You should see a console output of the bandwith, complexity, and execution time for each layer. You can access a GUI version of the same information on output.gv.svg and output_report.html.


3. Fine tune

Notice how the Inception 4a, 4b, 4c, and 4d layers are the most complex layers, and they take quite a long time to do a forward pass. Theoretically, deleting these layers should give a 20-30 ms increase in performance, but what would happen to the accuracy? Let’s retrain with custom/deploy.prototxt.

Below is a pictorial representation of the changes I made to bvlc_googlenet/org/train_val.prototxt. I used CAFFE_PATH/python/ to plot my networks. Netscope is another good online tool to plot Caffe-based networks.

cd ~/workspace/ncappzoo/apps/dogsvscats/bvlc_googlenet/org
python $CAFFE_PATH/python/ train_val.prototxt train_val_plot.png

cd ~/workspace/ncappzoo/apps/dogsvscats/bvlc_googlenet/custom
python $CAFFE_PATH/python/ train_val.prototxt train_val_plot.png

GoogLeNet customization

# The helper scripts use $CAFFE_PATH to navigate into your caffe installation directory.
cd ~/workspace/ncappzoo/apps/dogsvscats

# Start training session
$CAFFE_PATH/build/tools/caffe train --solver bvlc_googlenet/custom/solver.prototxt 2>&1 | tee bvlc_googlenet/custom/train.log

Notice that I am not doing transfer learning (no --weights flag). Why, do you suppose? The weights from a pretrained network are tied to that specific network architecture. We made a drastic change to the original GoogLeNet architecture by deleting inception layers, so transfer learning might not yield good results.

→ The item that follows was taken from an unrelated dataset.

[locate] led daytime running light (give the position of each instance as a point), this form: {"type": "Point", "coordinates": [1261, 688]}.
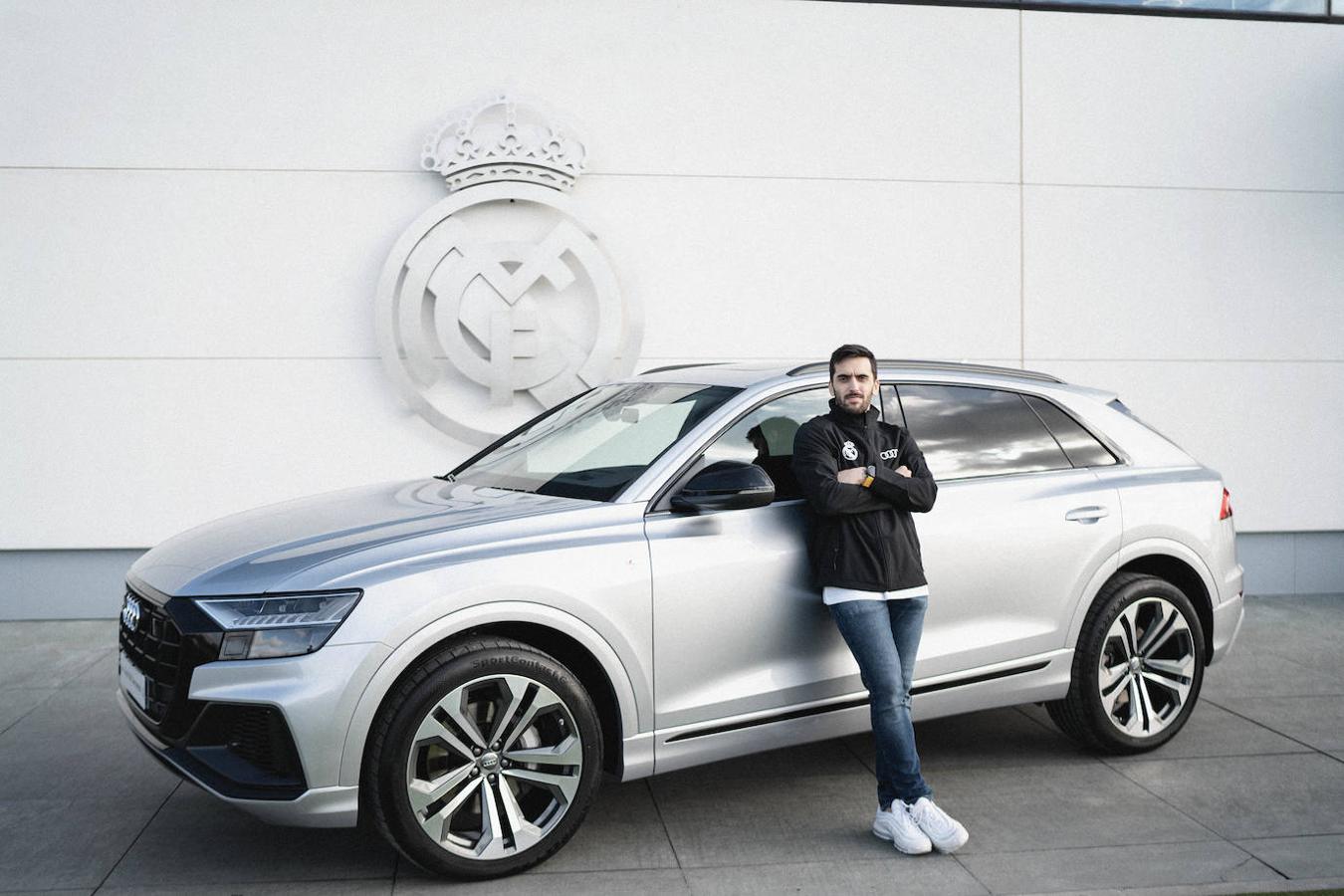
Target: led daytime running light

This training session will definitely be longer than a single coffee or beer break, so be patient. Once training is done, we can rerun mvNCProfile to analyze our custom neural network.

cd ~/workspace/ncappzoo/apps/dogsvscats/model
mvNCProfile -s 12 dogsvscats-custom-deploy.prototxt -w dogsvscats-custom.caffemodel

ls -l graph
-rw-rw-r-- 1 ashwin ashwin 8819152 Dec 24 17:26 graph

Customized GoogLeNet

Looks like our custom model is 21.26 ms faster and is 3 MB smaller when compared to the original GoogLeNet. But how does this affect the network’s accuracy? Let’s plot the learning curve for the training sessions before and after customization.

# The helper scripts use $CAFFE_PATH to navigate into your Caffe installation directory.
cd ~/workspace/ncappzoo/apps/dogsvscats/bvlc_googlenet/org

# Plot learning curve
python $CAFFE_PATH/tools/extra/ 2 bvlc_googlenet_train.png train.log

Plot the custom network’s learning curve in another terminal.

# The helper scripts use $CAFFE_PATH to navigate into your Caffe installation directory.
cd ~/workspace/ncappzoo/apps/dogsvscats/bvlc_googlenet/custom

# Plot learning curve
python $CAFFE_PATH/tools/extra/ 2 bvlc_googlenet_train.png train.log

The graph’s labels might be a little misleading, because you would expect the “Test Loss” to go down over iterations; however, it’s going up. The graph is actually plotting loss3/top-1, which is your network’s accaracy. See the loss3/top-1 layer definition in train_val.prototxt for more details.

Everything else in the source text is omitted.